The result of code compiling from local machine code to bytecode, is a small step in the development of storage format, but it is a big step in the development of programming language. Computers only know 0 and 1, so our program needs to be translated by the compiler into a binary format consisting of 0 and 1 in order to be executed by the computer. After the development of technology, compiling the program into binary local machine code is not the only choice, more and more programming languages choose the operating system and machine instruction independent, platform-neutral format as the program compiled storage format.
The basis for implementing language independence is virtual machines and bytecode storage formats. The Java virtual machine is not bound to any language, including Java, and is associated only with a specific binary file such as the class file, which contains the Java Virtual machine instruction set symbol table and several other ancillary information. A Java Virtual machine is a generic, machine-independent execution platform that any other language can use as a language product delivery medium.
class file Structure
The class file is a set of binary streams that are based on 8-bit bytes, and each data item is arranged in a compact order in the class file without any delimiters, so that almost all of the content stored in the class file is the necessary data for the program to run, and no gaps exist. When a data item that requires more than 8 bytes of space is encountered, it is stored by splitting several 8-bit bytes in front of the high-order.
According to the Java Virtual Machine specification, the class file format uses a pseudo-structure similar to the C language structure to store data with only two data types: unsigned number and table.
Unsigned number : belongs to the basic data type, with U1, U2, U4, U8 representing 1 bytes, 2 bytes, 4 bytes, 8 bytes of unsigned number, unsigned number can be used to describe a number, index reference, quantity value, or string value by UTF-8 encoding.
table : The data type of a composite type that consists of multiple unsigned numbers and other tables as data items, all of which are accustomed to ending with "_info", and tables are used to describe the data of a hierarchical composite structure, and the entire class file is essentially a table. , which consists of the data items shown in the following table:
The structure of class is not like the description language of XML, because it does not have any separator symbol, so the data items in the above table, regardless of the order or quantity, even the data stored in the byte order such details are strictly stipulated.

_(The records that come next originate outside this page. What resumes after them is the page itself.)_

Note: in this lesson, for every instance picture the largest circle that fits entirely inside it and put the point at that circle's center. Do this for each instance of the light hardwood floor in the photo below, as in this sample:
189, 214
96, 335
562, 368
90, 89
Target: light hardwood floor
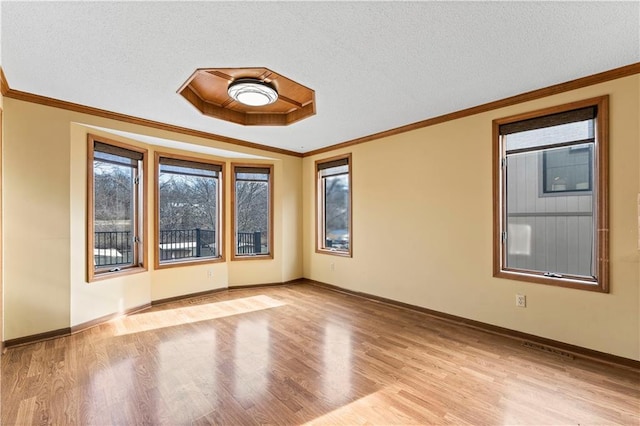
303, 354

Here's a look at the specific meanings of each data item in the table:
1. Version of magic number and class file
The first four bytes of each class file are called Magic Numbers, and its only purpose is to determine if the file is a class file that can be accepted by the virtual machine. Many file storage standards are identified using magic numbers rather than extensions, primarily based on security considerations. The four bytes of the magic number are then stored in the version number of the class file: Fifth and sixth are this version number, seventh and eighth are the major version numbers, take the following class as an example:
We can first implement a class file
public class testclass{ private String m; Public String test () { return m; }}
Then take a look at the generated class file
The first line cafebabe that this file is a class file, which is what we call magic number, followed by 4 bytes is 00000032, the first two bytes represent the minor version number, the last two bytes represents the major version number, according to the class file version number, We can tell that this file can be executed by JDK1.6 and above compiler.
2, Chang
followed by the main version number is the constant pool entrance, the constant pool can be understood as a class file in the repository, it is the class file structure with the most associated with other projects of the data type, is the largest class file space to occupy one of the data items, It is also the first table-type data item that appears in a class file. Because the number of constants in a constant pool is not fixed, you need to place an U2 type of data U at the entrance of the constant pool, representing the constant pool capacity count value, which starts at 1 instead of 0. The purpose of this is to satisfy some of the subsequent data that points to the index value of the constant pool, in a particular case, to express the meaning of "do not refer to any of the constant pool items", in which case the index value can be set to the zero expression. The constant pool capacity is 0x0016, which is 22 in decimal, which means that there are 21 constants in the constant pool.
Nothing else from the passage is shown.